Pero la naturaleza es sabia. La propia consanguinidad define los mecanismos propios de autodestrucción para mejorar la especie y deshacerse de individuos excesivamente mutados. Es lo que se conoce con el método ‘purgin’. Y esto lo sabían muy bien Darwin y los historiadores de grandes monarquías y estirpes endogámicas.
La cuestión real
El récord de coeficiente de consanguinidad de un individuo famoso lo ostenta un rey del siglo XVIII. Carlos II de Habsburgo el ‘Hechizado’ murió sin descendencia y sufriendo una retahíla de enfermedades y males hereditarios que convirtieron su existencia en 39 años de sufrimiento.
Carlos II pertenecía a la Casa de los Austrias, la estirpe que rigió desde el siglo XVI en España mezclándose entre primos, sobrinos e incluso hermanos por temor a contaminarse con sangre ‘demasiado roja’ o enfermedades propias de la plebe. La mitad de sus relaciones eran incestuosas.
El caso es que el pobre Carlos II tenía un coeficiente de consanguinidad incluso más alto que el que poseen los hijos de hermanos: casi 10.000 de sus 35.000 genes tenían alelos duplicados. Esto le provocaba impotencia, raquitismo, trastornos gastrointestinales, deficiencias hormonales, hidropesía...
En sus primeros años de vida precisó hasta 14 amas de lactancia. A los cinco años todavía no andaba ni se ponía en pie. La naturaleza no hizo excepción y la Casa de los Austrias desapareció con él, harta de alelos perjudiciales e individuos extremadamente débiles para perpetuarse.
Paradójico que las realezas de entonces buscasen mayor vigor, fortaleza y pureza de linaje donde más debilidad había, en su propio ADN.

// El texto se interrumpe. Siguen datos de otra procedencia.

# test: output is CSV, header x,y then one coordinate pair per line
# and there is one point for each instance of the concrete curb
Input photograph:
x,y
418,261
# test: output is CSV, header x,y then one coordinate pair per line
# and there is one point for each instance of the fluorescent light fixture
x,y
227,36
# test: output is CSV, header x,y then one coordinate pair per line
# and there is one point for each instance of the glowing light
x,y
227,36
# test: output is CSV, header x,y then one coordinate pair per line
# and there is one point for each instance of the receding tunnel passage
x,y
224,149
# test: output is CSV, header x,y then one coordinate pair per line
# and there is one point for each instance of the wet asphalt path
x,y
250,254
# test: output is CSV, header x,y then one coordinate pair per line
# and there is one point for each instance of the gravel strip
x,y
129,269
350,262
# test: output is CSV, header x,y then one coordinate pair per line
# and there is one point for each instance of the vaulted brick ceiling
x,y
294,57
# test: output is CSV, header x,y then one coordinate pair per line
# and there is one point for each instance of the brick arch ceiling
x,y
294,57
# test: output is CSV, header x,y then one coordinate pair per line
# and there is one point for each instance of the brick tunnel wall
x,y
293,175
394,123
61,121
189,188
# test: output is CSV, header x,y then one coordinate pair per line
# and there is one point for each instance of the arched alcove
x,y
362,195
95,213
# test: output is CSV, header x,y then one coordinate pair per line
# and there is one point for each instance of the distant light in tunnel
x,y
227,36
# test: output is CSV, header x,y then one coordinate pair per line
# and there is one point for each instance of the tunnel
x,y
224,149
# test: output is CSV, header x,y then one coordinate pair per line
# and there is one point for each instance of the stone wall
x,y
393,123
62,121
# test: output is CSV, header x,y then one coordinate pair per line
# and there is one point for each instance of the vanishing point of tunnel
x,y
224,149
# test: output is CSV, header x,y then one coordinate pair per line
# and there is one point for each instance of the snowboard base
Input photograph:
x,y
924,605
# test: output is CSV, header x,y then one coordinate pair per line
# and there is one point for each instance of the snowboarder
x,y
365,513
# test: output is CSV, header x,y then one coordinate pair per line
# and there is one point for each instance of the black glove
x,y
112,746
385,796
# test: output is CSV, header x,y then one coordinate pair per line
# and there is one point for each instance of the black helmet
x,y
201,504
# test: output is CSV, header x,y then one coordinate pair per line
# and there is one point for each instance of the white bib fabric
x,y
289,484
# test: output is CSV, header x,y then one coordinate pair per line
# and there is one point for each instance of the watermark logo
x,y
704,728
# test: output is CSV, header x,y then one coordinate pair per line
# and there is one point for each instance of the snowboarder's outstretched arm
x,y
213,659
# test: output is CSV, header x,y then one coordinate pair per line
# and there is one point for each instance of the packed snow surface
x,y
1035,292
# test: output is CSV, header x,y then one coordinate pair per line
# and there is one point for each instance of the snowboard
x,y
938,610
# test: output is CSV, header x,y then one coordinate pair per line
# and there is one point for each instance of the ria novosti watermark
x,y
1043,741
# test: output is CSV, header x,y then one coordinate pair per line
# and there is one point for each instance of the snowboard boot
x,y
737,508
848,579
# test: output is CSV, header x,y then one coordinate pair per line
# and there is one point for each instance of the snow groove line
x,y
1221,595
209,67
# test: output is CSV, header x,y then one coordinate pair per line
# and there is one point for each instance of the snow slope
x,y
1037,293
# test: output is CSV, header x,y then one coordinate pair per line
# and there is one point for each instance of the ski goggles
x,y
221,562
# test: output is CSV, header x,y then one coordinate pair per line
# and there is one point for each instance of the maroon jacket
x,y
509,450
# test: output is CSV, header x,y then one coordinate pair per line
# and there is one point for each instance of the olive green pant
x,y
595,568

Para llegar a estas conclusiones los científicos han tenido que estudiar el árbol genealógico de los Austrias casi al completo, porque no vale estudiar solo una generación. Hasta 3.000 ascendientes dibujan el mapa de genético de consanguinidad de los Habsburgo, rodeado de otras evidencias. Una, que mientras que la mortalidad infantil el primer año en la España de la época era menor del 20% en la Casa Real superaba el 50%; otra eran los famosos retratos de la familia, todos con ojos saltones, frentes prominentes, labios de camello y cráneo alargado, que ayudan a los científicos a diagnosticar un cuadro hormonal deficitario propio de enfermedades hereditarias.
Afortunadamente las Casas Reales se han adaptado al mestizaje al abrir su corazón a la plebe. Pero otras comunidades no lo han hecho.
Se calcula que el 10,4% de los 7.000 millones de personas que pueblan la Tierra son descendientes de algún matrimonio consanguíneo. Aunque son cifras normales hay casos significativos. En muchas zonas de África y Asia los casamientos parentales son todavía muy normales porque implica reducir los costes de la dote y compartir propiedades familiares. La comunidad estudiada con más coeficiente de consanguinidad del mundo se encuentra en Burkina Faso. En la etnia Fulani, el 65% de los matrimonios son entre primos.
El límite para considerar una unión endogámica con probabilidad de tener algún problema genético es el matrimonio entre primos segundos. Don Juan Carlos I y Doña Sofía de Grecia son primos, pero aún más lejanos. Ambos son tataranietos de la Reina Victoria de Gran Bretaña (1819-1901), como también lo es la actual reina de Inglaterra, Isabel II.
Por lo que el coeficiente de consanguinidad que se supone a Juan Carlos de Borbón es mínimo, a falta de estudiar la ascendencia borbónica completa, incluida la de Felipe VI. Los genetistas de la Universidad de Santiago de Compostela están en ello.